In the warm bed beside him, Tessa stirred suddenly and Pan drew back, crouching on the pillow. But the child only whimpered and turned over, dreaming. Often Kit came with him on his nighttime visits, she was his lookout, watching Debbie through the kitchen window, ready to hiss a warning if the woman rose and headed for the bedroom. But this night Kit was off up the coast with her humans, visiting the city. Or maybe they were already on their way home, after a week of shopping in what Kit said were “elegant stores that
smell
so good.” How long it seemed, and how he missed her.

He had loved Kit since that first day he arrived in Molena Point, hitching the last leg of his journey on a tour bus, and then making his way through the small village to the sea cliff. Pushing through the tall, blowing grass above the sea, he'd seen the tortoiseshell hiding, watching him, her yellow eyes so bright with curiosity that even in that instant he knew that he loved her. Now he not only loved her and missed her but, as he crouched beside the sleeping child, his thoughts left Tessa suddenly and uneasily, the fur down his back stood stiff, his thoughts suddenly all on Kit. What was this shivering fear he felt, what was happening?

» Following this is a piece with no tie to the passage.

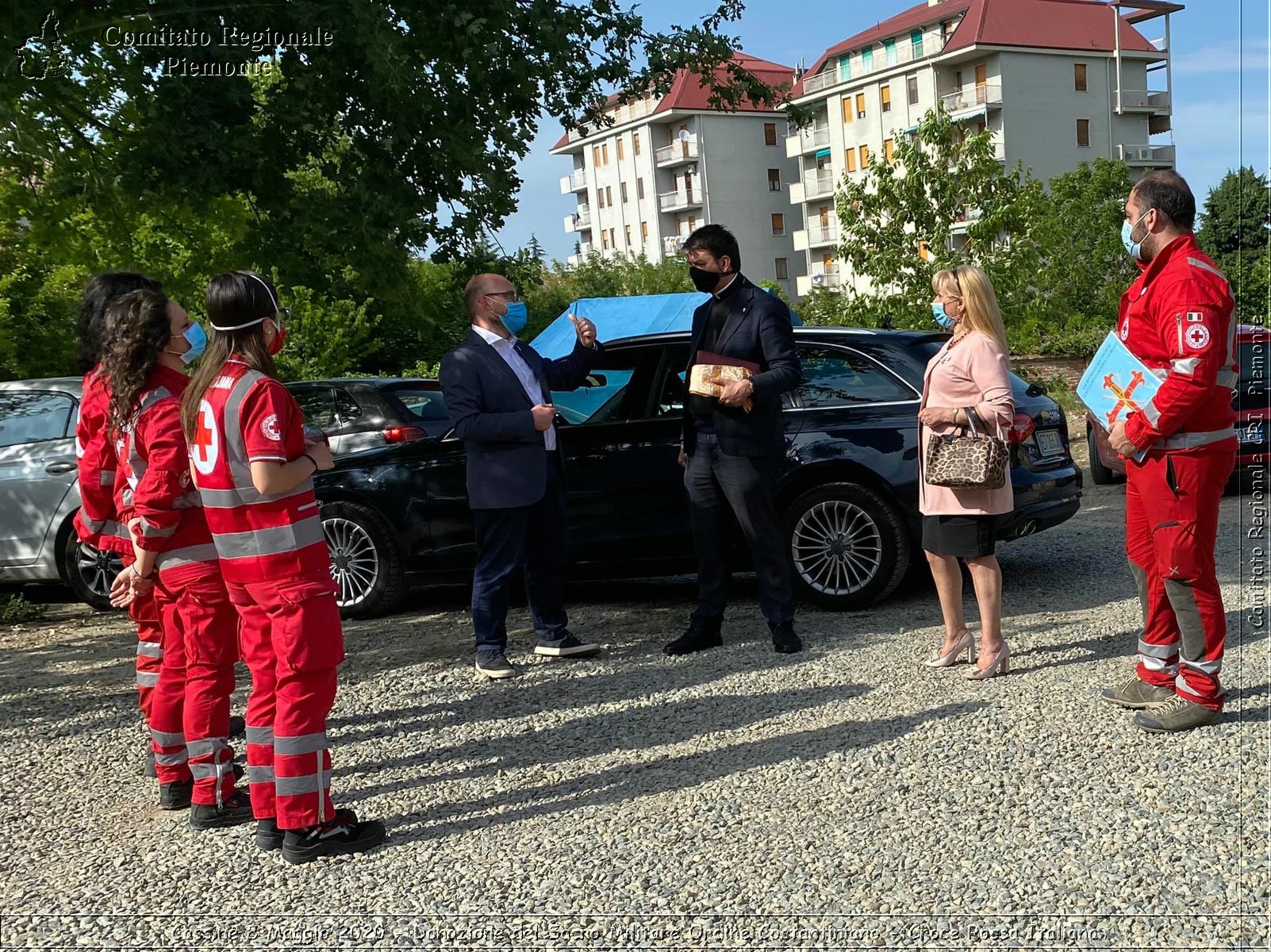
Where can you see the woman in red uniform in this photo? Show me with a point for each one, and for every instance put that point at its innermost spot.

His ears caught no sound save Tessa's soft breathing, yet he heard Kit's silent cry. His fear made him abandon the child, sent him flying out the window knowing that Kit was in trouble, that she was afraid and alone. He sensed her crouched shivering in the black night and he was filled with her terror, he wanted to run to her but she was far away, she was in danger and far away and he had no way to find her or help her.

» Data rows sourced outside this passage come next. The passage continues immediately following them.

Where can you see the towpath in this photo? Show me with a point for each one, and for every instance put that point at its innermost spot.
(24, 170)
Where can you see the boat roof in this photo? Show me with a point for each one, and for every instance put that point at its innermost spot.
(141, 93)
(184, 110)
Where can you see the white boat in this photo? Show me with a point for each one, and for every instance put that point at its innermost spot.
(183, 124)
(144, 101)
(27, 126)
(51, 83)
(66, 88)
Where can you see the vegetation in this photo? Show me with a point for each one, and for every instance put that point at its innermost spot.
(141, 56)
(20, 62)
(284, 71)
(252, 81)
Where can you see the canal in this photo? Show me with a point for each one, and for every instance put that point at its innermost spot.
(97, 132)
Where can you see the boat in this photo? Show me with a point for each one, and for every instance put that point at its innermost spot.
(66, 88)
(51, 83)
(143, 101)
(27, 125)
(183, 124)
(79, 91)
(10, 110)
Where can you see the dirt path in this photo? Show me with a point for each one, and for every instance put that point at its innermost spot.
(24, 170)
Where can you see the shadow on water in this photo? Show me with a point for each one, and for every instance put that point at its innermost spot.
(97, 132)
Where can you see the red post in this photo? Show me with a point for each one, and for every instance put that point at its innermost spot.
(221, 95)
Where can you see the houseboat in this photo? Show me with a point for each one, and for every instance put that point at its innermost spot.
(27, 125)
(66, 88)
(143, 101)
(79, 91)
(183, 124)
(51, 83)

But maybe the disaster had already happened, he thought sensibly. Maybe he was feeling her fear from a moment already gone, maybe now she was safe. Maybe she and Lucinda and Pedric had already returned to the village, maybe he was feeling her residual fear telegraphed between them. Maybe if he raced up across the rooftops to her tree house he'd find her already there, safe and dreaming among her pillows. Willing this to be so, Pan scrambled to the roof and took off fast, racing through the night across the peaks and shingles, praying Kit was home and safe—but knowing, deep down, that she was not, that Kit was still in danger.